List of Algorithms https://stable-baselines3.readthedocs.io/en/master/guide/algos.html

This is example code for PPO

import gymnasium as gym
 
from stable_baselines3 import PPO
from stable_baselines3.common.env_util import make_vec_env
 
# Parallel environments
vec_env = make_vec_env("CartPole-v1", n_envs=4)
 
model = PPO("MlpPolicy", vec_env, verbose=1)
model.learn(total_timesteps=25000)
model.save("ppo_cartpole")
 
del model # remove to demonstrate saving and loading
 
model = PPO.load("ppo_cartpole")
 
obs = vec_env.reset()
while True:
    action, _states = model.predict(obs)
    obs, rewards, dones, info = vec_env.step(action)
    vec_env.render("human")

Notice the following line:

obs = vec_env.reset()

Usually, in reset, you also return info.
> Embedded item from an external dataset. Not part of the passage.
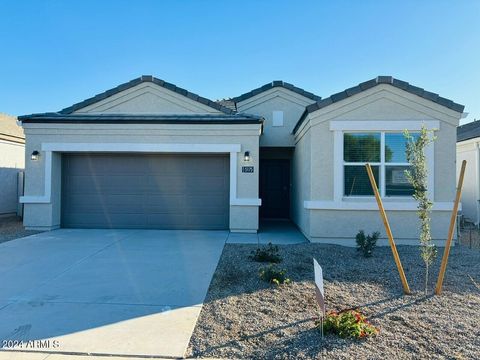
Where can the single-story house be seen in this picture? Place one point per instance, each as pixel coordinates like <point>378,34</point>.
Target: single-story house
<point>468,148</point>
<point>12,161</point>
<point>148,154</point>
This is kind of incorrect, you need to modify the environment so it works

How things work under the hood

https://stable-baselines3.readthedocs.io/en/master/guide/custom_policy.html

SB3 networks are separated into two mains parts (see figure below):

  • A features extractor (usually shared between actor and critic when applicable, to save computation) whose role is to extract features (i.e. convert to a feature vector) from high-dimensional observations, for instance, a CNN that extracts features from images. This is the features_extractor_class parameter. You can change the default parameters of that features extractor by passing a features_extractor_kwargs parameter.

  • A (fully-connected) network that maps the features to actions/value. Its architecture is controlled by the net_arch parameter.